The Gate keeper 

We have two kinds of thought processes: the conscious and the unconscious. One is the gatekeeper, while the other is the task master. They are like two individuals living in one body, similar in many aspect, but ironically contrasting as well.

Our subconscious mind often acts in autopilot to free the conscious mind, which is programmed to do a task one at a time. We learn through our conscious mind, but it’s ability to hold information for a long time is often faulty because it is distracted by new informations and new tasks to be performed. The subconscious then gets into play. It is our storage warehouse of old informations like life experiences, vital functions, mechanical tasks, and beliefs. Therefore, it greatly influences behaviour, future thought processes, and well, character. It is that part of us that does not sleep. In fact, it influences our dreams, and of course, even our nightmares. It instigates our anxieties and fears; it holds some vital explanations to our phobias, even our negative emotions that we now all know trigger depression.

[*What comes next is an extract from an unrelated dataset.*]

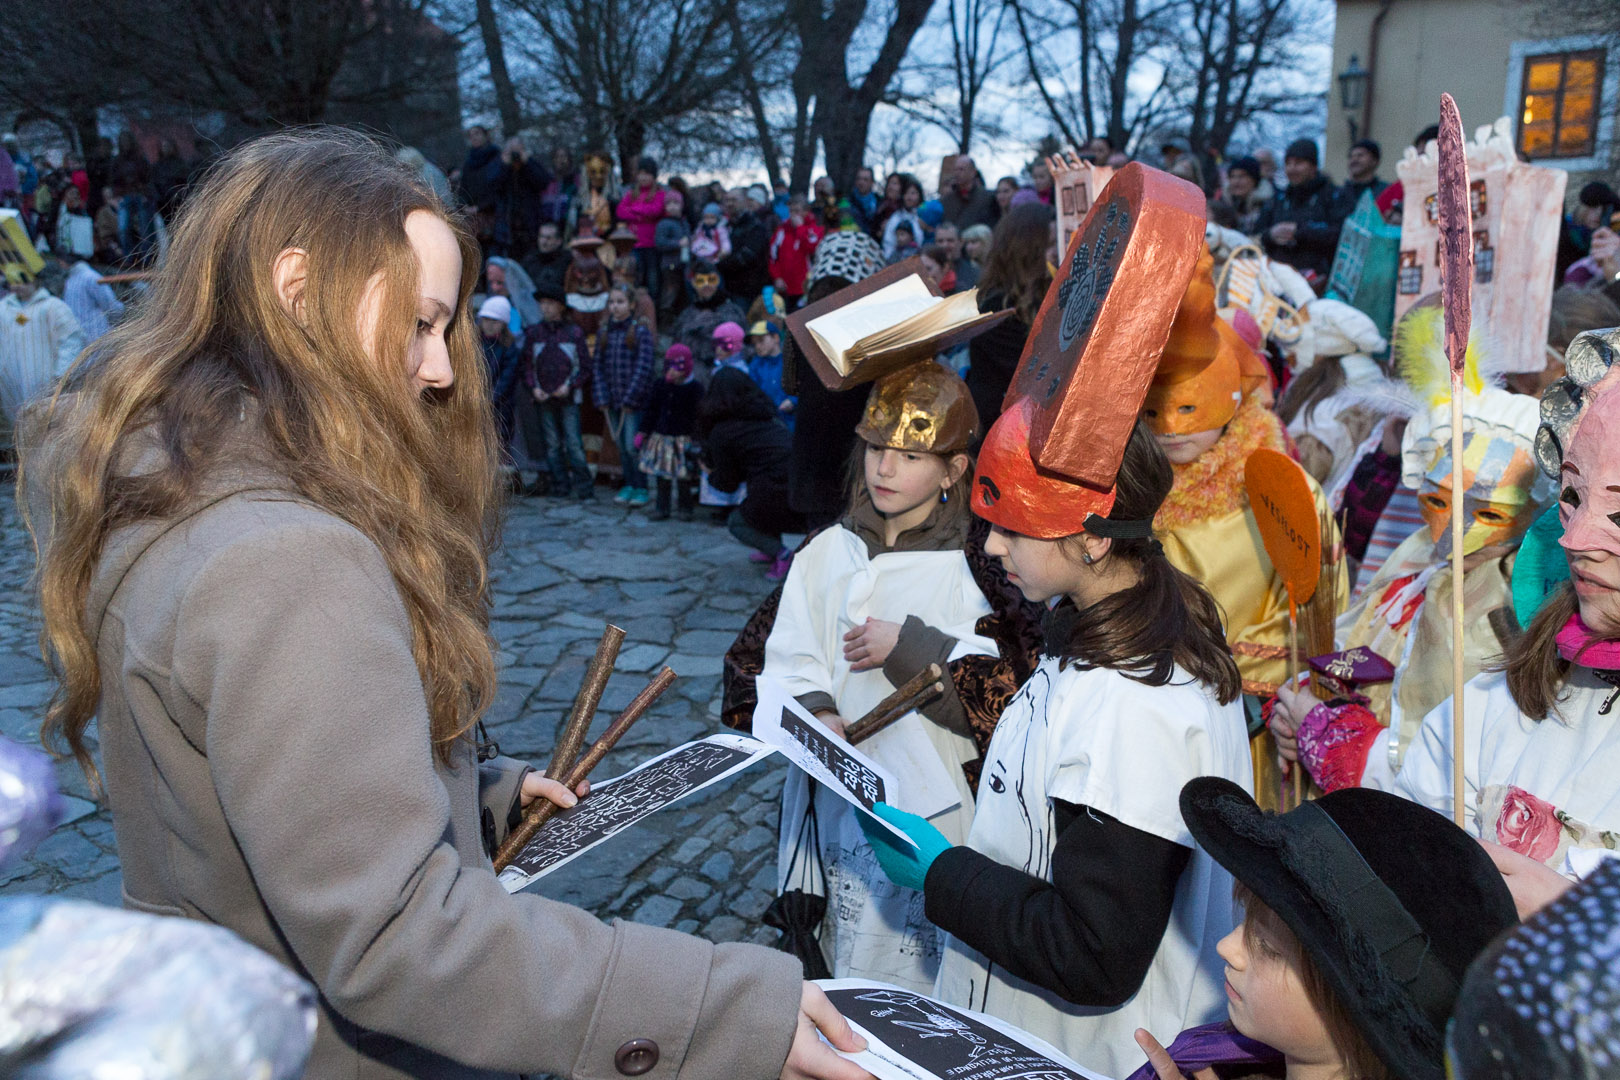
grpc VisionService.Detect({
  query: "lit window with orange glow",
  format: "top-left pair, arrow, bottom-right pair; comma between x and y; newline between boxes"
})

I see it as two individuals residing within my head. One subjected to logic and reason, and one that is resistant to it, and ultimately defiant to change. Our subconscious mind is dramatically attached to old routines. It embraces habit and it is aggressively protective. It often walls out traumatic events from resurfacing to the conscious self, though it may allow a leak out since no one and nothing in the natural world is guaranteed infallible. The leak out often comes in the form of a sudden feeling, an extreme reaction to certain experiences, smell or sight. A vision that seem to momentarily cloud logic. These are what we call triggers. A phenomenon that could only be explained by psychoanalysis and hypnosis since it traverses the dark and often misunderstood domain of the subconscious. Triggers are things, events or people that invoke extreme and often illogical negative emotions that shatters all carefully build defenses, allowing a moment of recall, a temporary flashback to a world that had once caused too much pain, a memory the subconscious mind perceived as too painful and hence blocked out from freely resurfacing to the conscious domain.

The subconscious mind holds most of the answers to why we are what we are now.